Call ahead: If you are experiencing symptoms of COVID-19 (fever, cough or shortness of breath), call your health care provider before seeking medical care so that appropriate precautions can be taken. More than 85 community testing sites also offer free, confidential testing: Find a COVID-19 Testing Site.

It’s important if someone thinks they could be positive for COVID-19 and are awaiting testing results to stay at home and act as if they are positive.
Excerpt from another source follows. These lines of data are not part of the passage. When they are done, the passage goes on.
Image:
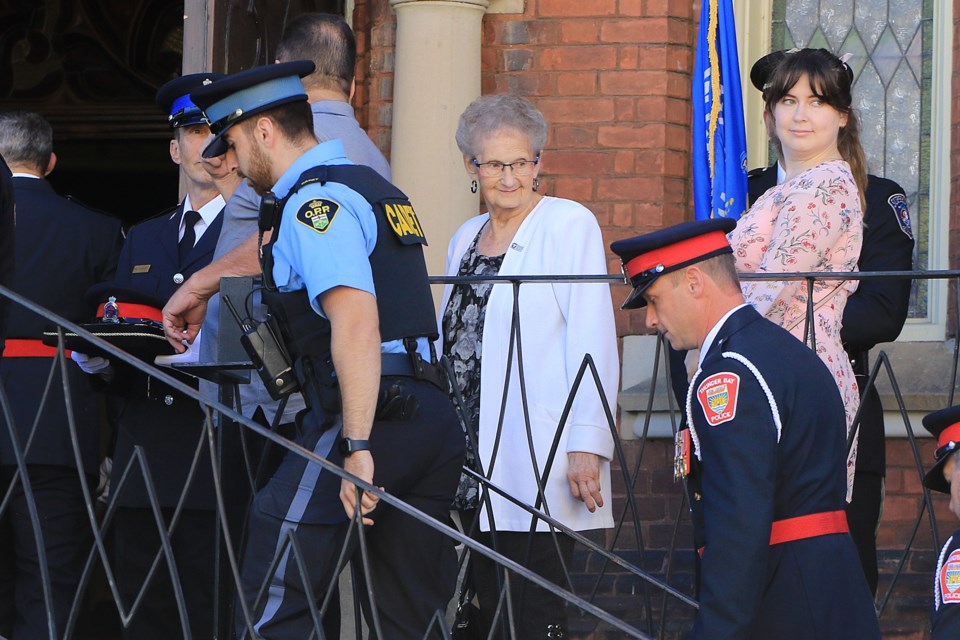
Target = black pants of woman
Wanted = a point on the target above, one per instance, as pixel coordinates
(537, 613)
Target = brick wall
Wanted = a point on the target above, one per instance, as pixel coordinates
(375, 28)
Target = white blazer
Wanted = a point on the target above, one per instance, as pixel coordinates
(559, 323)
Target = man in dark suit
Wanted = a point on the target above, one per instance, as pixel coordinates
(875, 313)
(763, 455)
(7, 250)
(62, 249)
(167, 426)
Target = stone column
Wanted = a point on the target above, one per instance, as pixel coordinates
(436, 75)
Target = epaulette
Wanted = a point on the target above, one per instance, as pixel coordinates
(77, 201)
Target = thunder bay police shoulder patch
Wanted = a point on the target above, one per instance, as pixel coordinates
(318, 214)
(950, 579)
(898, 202)
(718, 397)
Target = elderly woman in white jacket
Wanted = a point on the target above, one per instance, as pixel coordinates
(527, 233)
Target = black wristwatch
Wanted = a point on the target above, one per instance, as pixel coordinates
(349, 445)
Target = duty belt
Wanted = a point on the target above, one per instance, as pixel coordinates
(23, 348)
(402, 364)
(802, 527)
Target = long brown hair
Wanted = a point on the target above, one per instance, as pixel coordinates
(830, 79)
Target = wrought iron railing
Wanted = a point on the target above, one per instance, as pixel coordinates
(639, 602)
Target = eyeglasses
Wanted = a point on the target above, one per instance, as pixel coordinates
(495, 169)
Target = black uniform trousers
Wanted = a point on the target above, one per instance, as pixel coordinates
(412, 566)
(534, 608)
(194, 552)
(67, 539)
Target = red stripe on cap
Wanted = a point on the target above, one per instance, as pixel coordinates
(21, 348)
(678, 252)
(131, 310)
(948, 435)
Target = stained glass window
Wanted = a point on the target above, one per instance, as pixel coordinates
(891, 43)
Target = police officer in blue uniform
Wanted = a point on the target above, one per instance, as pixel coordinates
(763, 456)
(944, 476)
(62, 249)
(875, 313)
(167, 426)
(347, 282)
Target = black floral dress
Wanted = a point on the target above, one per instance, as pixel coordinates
(462, 336)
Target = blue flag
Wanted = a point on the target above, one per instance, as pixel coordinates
(719, 141)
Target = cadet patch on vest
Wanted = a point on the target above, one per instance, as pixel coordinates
(898, 202)
(950, 579)
(318, 214)
(404, 222)
(718, 397)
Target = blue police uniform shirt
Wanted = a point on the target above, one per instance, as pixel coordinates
(305, 258)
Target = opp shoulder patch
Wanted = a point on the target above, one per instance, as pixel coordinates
(898, 202)
(718, 396)
(950, 579)
(318, 213)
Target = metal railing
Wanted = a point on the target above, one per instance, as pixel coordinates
(653, 607)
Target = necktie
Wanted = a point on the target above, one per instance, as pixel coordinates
(190, 219)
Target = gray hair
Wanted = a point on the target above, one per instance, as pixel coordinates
(488, 114)
(26, 139)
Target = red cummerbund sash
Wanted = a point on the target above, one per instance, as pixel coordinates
(810, 526)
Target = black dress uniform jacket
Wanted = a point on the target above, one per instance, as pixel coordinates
(876, 311)
(769, 445)
(945, 618)
(62, 250)
(164, 422)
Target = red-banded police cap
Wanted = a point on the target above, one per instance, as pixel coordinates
(944, 425)
(649, 256)
(762, 70)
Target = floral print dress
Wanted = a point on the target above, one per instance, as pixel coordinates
(812, 222)
(462, 340)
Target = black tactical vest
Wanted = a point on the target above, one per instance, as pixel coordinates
(404, 301)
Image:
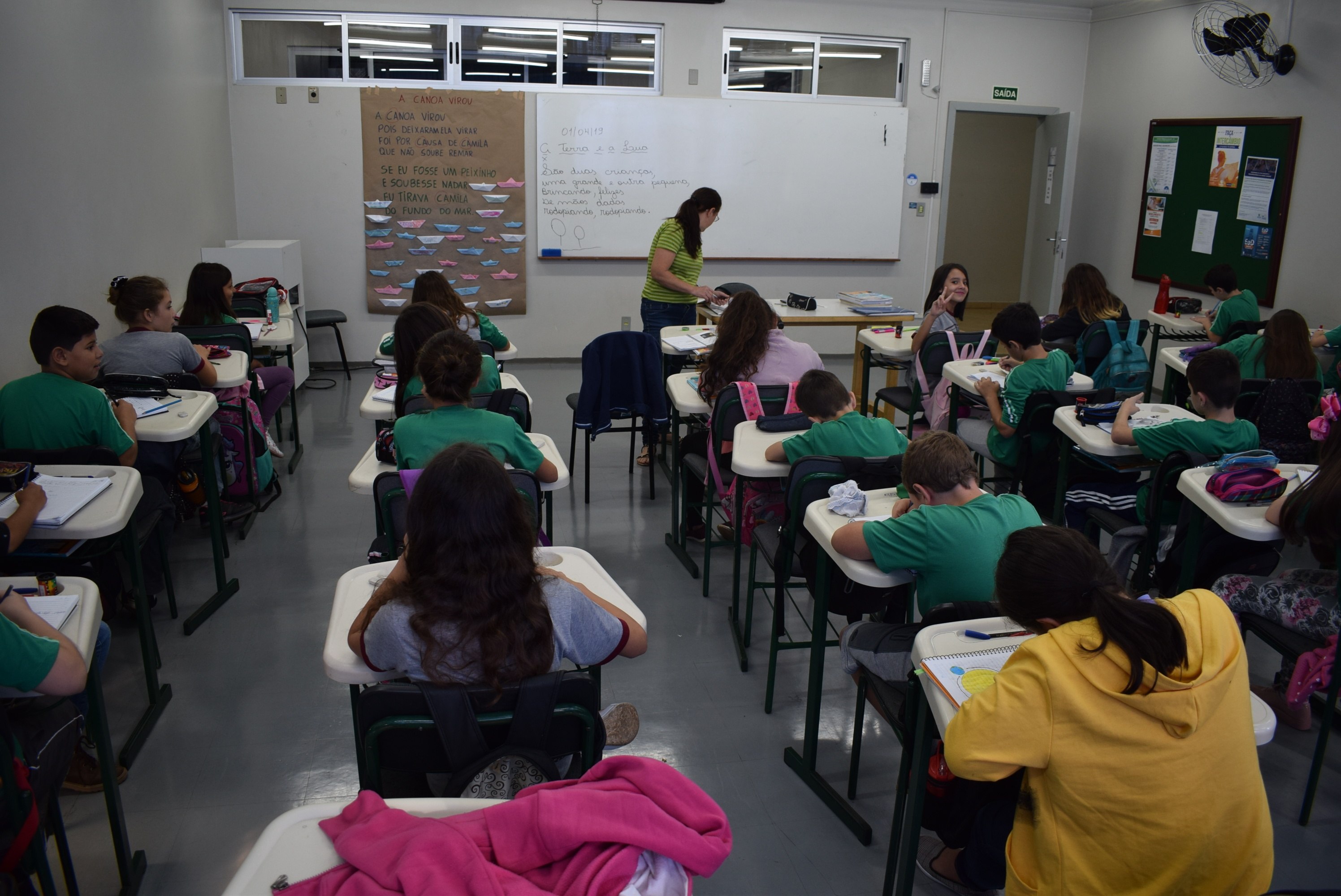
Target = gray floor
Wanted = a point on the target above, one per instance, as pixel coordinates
(255, 728)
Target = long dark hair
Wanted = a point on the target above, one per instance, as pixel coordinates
(1286, 349)
(206, 301)
(938, 284)
(701, 200)
(415, 327)
(1049, 572)
(433, 289)
(742, 342)
(472, 581)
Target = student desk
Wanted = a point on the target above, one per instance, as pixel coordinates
(940, 640)
(281, 336)
(829, 313)
(357, 585)
(82, 628)
(110, 514)
(1090, 440)
(295, 848)
(822, 524)
(182, 422)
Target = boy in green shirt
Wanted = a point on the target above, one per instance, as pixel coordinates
(1214, 380)
(1234, 306)
(1032, 369)
(839, 430)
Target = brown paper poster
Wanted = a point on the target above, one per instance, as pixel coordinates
(443, 192)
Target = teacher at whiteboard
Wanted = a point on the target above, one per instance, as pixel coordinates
(675, 263)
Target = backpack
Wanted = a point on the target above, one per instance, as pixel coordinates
(1125, 366)
(1282, 415)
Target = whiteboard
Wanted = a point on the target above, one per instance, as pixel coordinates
(797, 180)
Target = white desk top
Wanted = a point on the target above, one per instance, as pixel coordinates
(106, 514)
(1237, 520)
(294, 845)
(357, 585)
(822, 524)
(958, 373)
(686, 397)
(182, 420)
(749, 444)
(888, 344)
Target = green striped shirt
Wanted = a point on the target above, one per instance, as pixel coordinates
(671, 237)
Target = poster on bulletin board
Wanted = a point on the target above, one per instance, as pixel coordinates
(444, 191)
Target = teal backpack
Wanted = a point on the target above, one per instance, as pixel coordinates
(1125, 366)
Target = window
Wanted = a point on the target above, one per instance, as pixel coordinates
(450, 52)
(808, 66)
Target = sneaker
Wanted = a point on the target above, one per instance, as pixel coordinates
(85, 773)
(621, 724)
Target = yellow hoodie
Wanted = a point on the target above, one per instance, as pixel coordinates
(1148, 794)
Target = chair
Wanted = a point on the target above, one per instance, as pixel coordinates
(621, 377)
(399, 736)
(934, 354)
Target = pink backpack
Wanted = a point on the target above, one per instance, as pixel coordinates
(763, 501)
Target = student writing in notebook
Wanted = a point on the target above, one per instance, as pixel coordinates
(1129, 728)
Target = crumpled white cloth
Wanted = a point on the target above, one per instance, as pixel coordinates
(658, 876)
(847, 500)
This means self-isolating for 10 days and 72 hours after symptoms and fever subside.

If a person tests positive for COVID-19, they should plan on receiving a call from a public health specialist to discuss how to protect themselves and others, to find out where they may have been, and who they were in close contact with while infectious.

covid-19 cases roundup friday september 4

California COVID-19 Data and Tools

A wide range of data and analysis guides California’s response to COVID-19. The state is making the data and its analytical tools available to researchers, scientists and the public at covid19.ca.gov.

* The Statewide COVID-19 Dashboard

* The California COVID-19 Assessment Tool (CalCAT)

* State Cases and Deaths Associated with COVID-19 by Age Group

* COVID-19 Race & Ethnicity Data

* COVID-19 Hospital Data and Case Statistics

* View additional datasets at the California Open Data Portal (including Testing Data, PPE Logistics Data, Hospital Data, Homeless Impact and more)

Consolidated guidance is available on the California Department of Public Health’s Guidance webpage.

* * * * *

Always check with trusted sources for the latest accurate information about novel coronavirus (COVID-19):

* Los Angeles County Department of Public Health

* California Department of Public Health

* Centers for Disease Control and Prevention

* Spanish

* World Health Organization

* Johns Hopkins University COVID-19 Dashboard

L.A. County residents can also call 2-1-1.

* * * * *

The story has been revised to correct the number of SCV cases reported.